- Gadhra Location in Jharkhand, India Gadhra Gadhra (India)
- Coordinates: 22°44′30″N 86°14′37″E﻿ / ﻿22.7418°N 86.2436°E
- Country: India
- State: Jharkhand
- District: Purbi Singhbhum

Area
- • Total: 4.48 km^{2} (1.73 sq mi)

Population (2011)
- • Total: 18,801
- • Density: 4,200/km^{2} (10,900/sq mi)

Languages*
- • Official: Hindi, Urdu
- Time zone: UTC+5:30 (IST)
- PIN: 831002
- Telephone/STD code: 0657
- Vehicle registration: JH 05
- Literacy: 81.63%
- Lok Sabha constituency: Jamshedpur
- Vidhan Sabha constituency: Potka
- Website: jamshedpur.nic.in

= Gadhra =

Gadhra is a census town in the Golmuri-cum-Jugsalai CD block in the Dhalbhum subdivision of the Purbi Singhbhum district in the state of Jharkhand, India.

==Geography==

===Location===
Gadhra is located at .

===Jamshedpur Urban Agglomeration===
With its recognition as an industrial town as early as the 1911 census, Jamshedpur was set on the road of steady population growth, as large number of emigrants flocked in for work opportunities. While in the earlier decades the central nucleus grew, in the later decades towns around Jamshedpur grew rapidly. In 2011, Jamshedpur Urban Agglomeration included 13 urban centres, with a total population of 1.3 million people. However, in more recent years, Jamshedpur UA “has lacked the growth and development observed around other similar industrial towns in western and southern India.”

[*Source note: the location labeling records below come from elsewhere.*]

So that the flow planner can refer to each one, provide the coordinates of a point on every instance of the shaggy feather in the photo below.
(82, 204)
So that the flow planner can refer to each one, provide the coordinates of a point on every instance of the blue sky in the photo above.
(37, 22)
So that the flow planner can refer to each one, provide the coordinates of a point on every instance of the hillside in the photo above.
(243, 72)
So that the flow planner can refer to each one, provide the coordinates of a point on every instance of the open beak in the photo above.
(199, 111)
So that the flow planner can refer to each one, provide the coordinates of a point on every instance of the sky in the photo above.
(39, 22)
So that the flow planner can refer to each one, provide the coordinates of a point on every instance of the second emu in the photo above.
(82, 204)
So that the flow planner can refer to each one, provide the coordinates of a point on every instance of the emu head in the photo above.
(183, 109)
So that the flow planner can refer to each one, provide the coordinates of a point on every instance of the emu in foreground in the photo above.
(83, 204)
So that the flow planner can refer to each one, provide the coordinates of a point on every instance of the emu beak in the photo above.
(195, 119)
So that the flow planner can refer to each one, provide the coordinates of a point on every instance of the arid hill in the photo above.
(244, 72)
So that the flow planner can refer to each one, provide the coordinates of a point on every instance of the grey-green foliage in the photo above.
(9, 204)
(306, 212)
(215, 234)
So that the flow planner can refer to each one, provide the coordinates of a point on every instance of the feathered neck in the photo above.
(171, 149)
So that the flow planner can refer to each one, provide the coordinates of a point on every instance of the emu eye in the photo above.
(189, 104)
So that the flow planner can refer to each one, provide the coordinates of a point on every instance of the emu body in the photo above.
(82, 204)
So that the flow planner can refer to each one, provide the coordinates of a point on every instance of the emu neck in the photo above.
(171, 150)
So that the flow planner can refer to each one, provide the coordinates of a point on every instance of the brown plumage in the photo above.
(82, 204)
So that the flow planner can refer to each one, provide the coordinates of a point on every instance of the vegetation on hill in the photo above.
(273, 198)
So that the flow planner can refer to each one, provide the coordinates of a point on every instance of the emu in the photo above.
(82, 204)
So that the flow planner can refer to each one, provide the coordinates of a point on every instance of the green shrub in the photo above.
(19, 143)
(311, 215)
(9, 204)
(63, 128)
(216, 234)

Note: The map alongside presents the Jamshedpur Urban Agglomeration. All places marked in the map are linked in the larger full screen map.

==Demographics==
According to the 2011 Census of India, Gadhra had a total population of 18,801, of which 9,837 (52%) were males and 8,964 (48%) were females. Population in the age range 0-6 years was 2,550. The total number of literate persons in Gadhra was 13,266 (81.63% of the population over 6 years).

(*For language details see Golmuri-cum-Jugsalai block#Language and religion)

Jamshedpur Urban Agglomeration includes: Jamshedpur (Industrial Town), Jamshedpur (NAC), Tata Nagar Railway Colony (OG), Mango (NAC), Jugsalai (M), Bagbera (CT), Chhota Gobindpur (CT), Haludbani (CT), Sarjamda (CT), Gadhra (CT), Ghorabandha (CT), Purihasa (CT), Adityapur (M Corp.), Chota Gamahria (CT) and Kapali (CT).

As of 2001 India census, Gadhra had a population of 15,742. Males constitute 53% of the population and females 47%. Gadhra has an average literacy rate of 65%, higher than the national average of 59.5%: male literacy is 75%, and female literacy is 55%. In Gadhra, 14% of the population is under 6 years of age.

==Infrastructure==
According to the District Census Handbook 2011, Purbi Singhbhum, Gadhra covered an area of 4.48 km2. It has an annual rainfall of 1,030.2 mm. Among the civic amenities, it had 14 km of roads with open drains, the protected water supply involved hand pump, uncovered well. It had 3,228 domestic electric connections. Among the medical facilities, it had 2 hospitals, 2 dispensaries, 2 health centres, 18 family welfare centres, 18 maternity and child welfare centres, 16 maternity homes, 3 nursing homes, 4 veterinary hospitals, 5 medicine shops. Among the educational facilities it had 7 primary schools, 4 middle schools, 2 secondary schools, 1 senior secondary school, the nearest general degree college at Karandih, 7 km away. Two important commodities it produced were cement, iron. It had the branch offices of 1 nationalised bank, 1 private commercial bank, 1 cooperative bank, 12 non-agricultural credit soc1eties.